Pensé para mí que nada era imposible para Dios y que, como Él sabía que yo no deseaba ni quería nada más que a Él, Él podría preservar mi virginidad, si esto le agradaba y, si no, que se hiciera su voluntad. Tras haber escuchado todos los mandamientos en el templo, volví a casa aún ardiendo más que nunca en mi amor hacia Dios, siendo inflamada con nuevos fuegos y deseos de amor cada día. Por eso, me aparté aún más de todo lo demás y estuve sola noche y día, con gran temor de que mi boca hablase o mis oídos oyesen algo contra Dios, o de que mis ojos mirasen algo en lo que se deleitaran. En mi silencio sentí también temor y ansiedad por si estuviera callando en algo que debiera de hablar.
Con estas turbaciones en mi corazón, y a solas conmigo misma, encomendé todas mis esperanzas a Dios. En aquel momento vino a mi pensamiento considerar el gran poder de Dios, cómo los ángeles y todas las criaturas le sirven y cómo es su gloria indescriptible y eterna. Mientras me preguntaba todo esto, tuve tres visiones maravillosas. Vi una estrella, pero no como las que brillan en el Cielo. Vi una luz, pero no como las que alumbran el mundo. Olí una fragancia, pero no de hierbas o cualquier otra cosa de este mundo, que me llenó tanto que sentí como si saltara de gozo.

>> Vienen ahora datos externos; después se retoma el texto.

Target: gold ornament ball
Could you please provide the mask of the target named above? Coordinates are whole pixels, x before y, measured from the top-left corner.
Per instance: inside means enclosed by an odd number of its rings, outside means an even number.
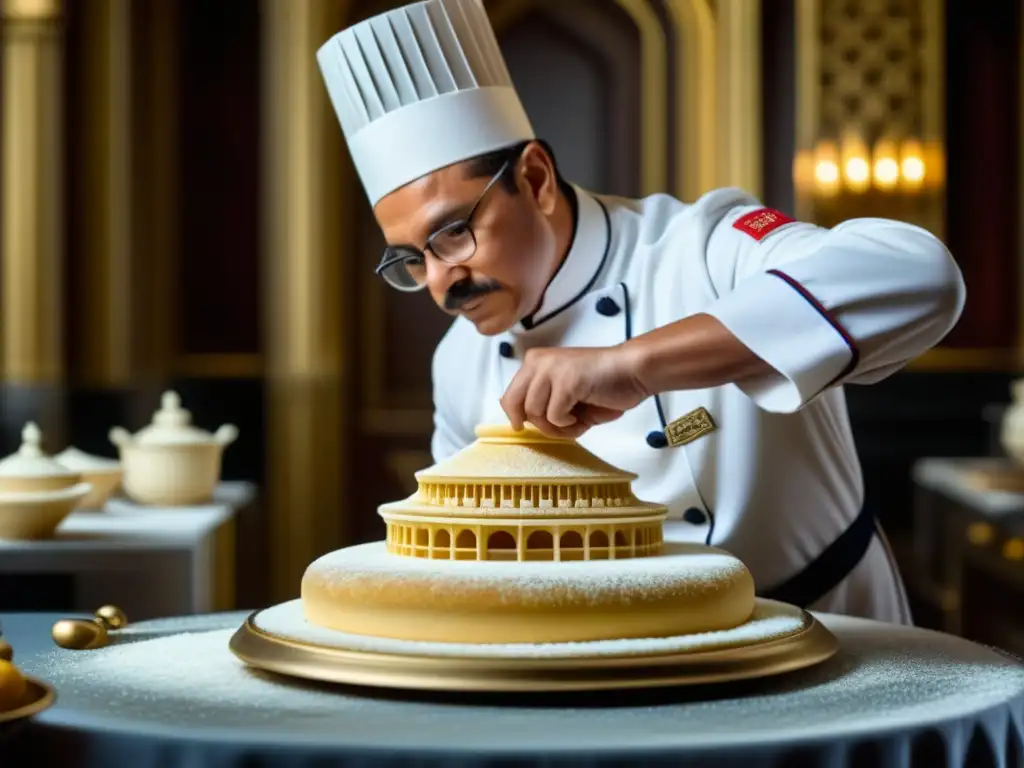
[[[106,628],[85,618],[63,618],[53,625],[53,642],[69,650],[92,650],[106,645]]]
[[[116,605],[104,605],[96,611],[96,620],[109,630],[121,630],[128,624],[128,616]]]

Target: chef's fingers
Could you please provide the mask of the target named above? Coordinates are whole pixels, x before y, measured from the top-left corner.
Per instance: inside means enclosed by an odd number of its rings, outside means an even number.
[[[502,410],[509,418],[513,429],[522,429],[526,421],[526,391],[531,378],[529,369],[520,368],[502,395]]]
[[[572,427],[577,423],[575,407],[578,403],[574,387],[566,373],[556,376],[551,385],[551,396],[548,398],[548,410],[545,416],[548,423],[560,430]]]
[[[526,390],[524,407],[526,409],[526,419],[535,427],[548,435],[557,437],[560,432],[558,427],[548,421],[548,402],[551,399],[551,377],[543,371],[538,372],[529,382]]]
[[[618,411],[613,408],[604,408],[603,406],[586,406],[583,409],[580,421],[588,427],[596,427],[599,424],[607,424],[609,421],[614,421],[615,419],[621,418],[625,413],[625,411]]]

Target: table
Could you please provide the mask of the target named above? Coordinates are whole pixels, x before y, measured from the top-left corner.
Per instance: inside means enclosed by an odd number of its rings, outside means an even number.
[[[53,709],[0,748],[5,765],[1001,768],[1024,760],[1024,665],[911,627],[818,614],[840,639],[837,656],[753,684],[470,698],[250,672],[226,648],[244,616],[152,622],[130,628],[126,645],[63,651],[49,642],[55,616],[0,614],[23,669],[58,691]],[[201,634],[182,640],[189,632]],[[194,681],[190,693],[182,680]]]
[[[73,512],[54,539],[0,540],[0,579],[28,577],[20,589],[31,592],[40,574],[69,575],[68,609],[113,603],[138,620],[232,608],[234,517],[254,496],[250,483],[224,482],[196,507],[115,498],[102,511]]]
[[[936,609],[933,626],[1024,653],[1024,494],[990,490],[976,470],[1001,458],[923,459],[913,467],[909,592]]]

Después de esto, inmediatamente escuché una voz, pero no de una boca humana, cuando la escuché, me estremecí con el gran temor de que pudiera ser una ilusión o una burla de un espíritu maligno. Pero poco después, un ángel de Dios apareció ante mí; era como el más hermoso de los hombres, pero no en la carne como es el cuerpo de un hombre creado, y me dijo: ‘¡Salve, llena de gracia, el Señor está contigo!’ Al oírlo, me pregunté qué significaba aquello o por qué me había saludado de esa forma, pues sabía y creía que yo era indigna de algo semejante, o de algo tan bueno, pero también sabía que para Dios no era imposible hacer todo lo que quisiese. Acto seguido, el ángel añadió: ‘El hijo que ha de nacer en ti es santo y se llamará Hijo de Dios. s. Hágase su voluntad como a él le plazca’. Aún no me creí digna ni le pregunté al ángel ‘¿Por qué?’ o ‘¿Cuándo se hará?’, pero le pregunté: ‘¿Cómo es que yo, tan indigna, he de ser la madre de Dios, si ni siquiera conozco varón?’

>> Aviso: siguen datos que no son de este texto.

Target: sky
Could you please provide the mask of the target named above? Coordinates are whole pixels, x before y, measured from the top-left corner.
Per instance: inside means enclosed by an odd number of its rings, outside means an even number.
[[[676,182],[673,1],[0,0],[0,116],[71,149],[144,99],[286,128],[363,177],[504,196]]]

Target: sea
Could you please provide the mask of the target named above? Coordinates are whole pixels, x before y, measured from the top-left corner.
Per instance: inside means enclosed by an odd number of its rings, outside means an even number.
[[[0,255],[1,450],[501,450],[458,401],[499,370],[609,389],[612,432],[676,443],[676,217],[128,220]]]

El ángel me respondió, como dije, “Nada es imposible para Dios, porque todo lo que Él quiere hacer, se hará”. Cuando oí las palabras del ángel, sentí el más ferviente deseo de convertirme en la Madre de Dios, y mi alma dijo con amor: «¡Aquí estoy, hágase en mí según Tu voluntad!». Al decir aquello, en ese momento y lugar, fue concebido mi Hijo en mi vientre con una inefable exultación de mi alma y de los miembros de mi cuerpo. Cuando Él estaba en mi vientre, lo engendré sin dolor alguno, sin pesadez ni cansancio. Me humillé en todo, sabiendo que portaba en mí al Todopoderoso. Cuando lo alumbré, lo hice sin dolor ni pecado, igual que cuando lo concebí, con tal exultación de alma y cuerpo que mis pies no sintieron el suelo donde habían estado parados. Así como había entrado en mis miembros para gozo de toda mi alma, salió de mi cuerpo, dejando intacta mi virginidad, y mi alma y cuerpo entero en un estado de gozo y júbilo indescriptible.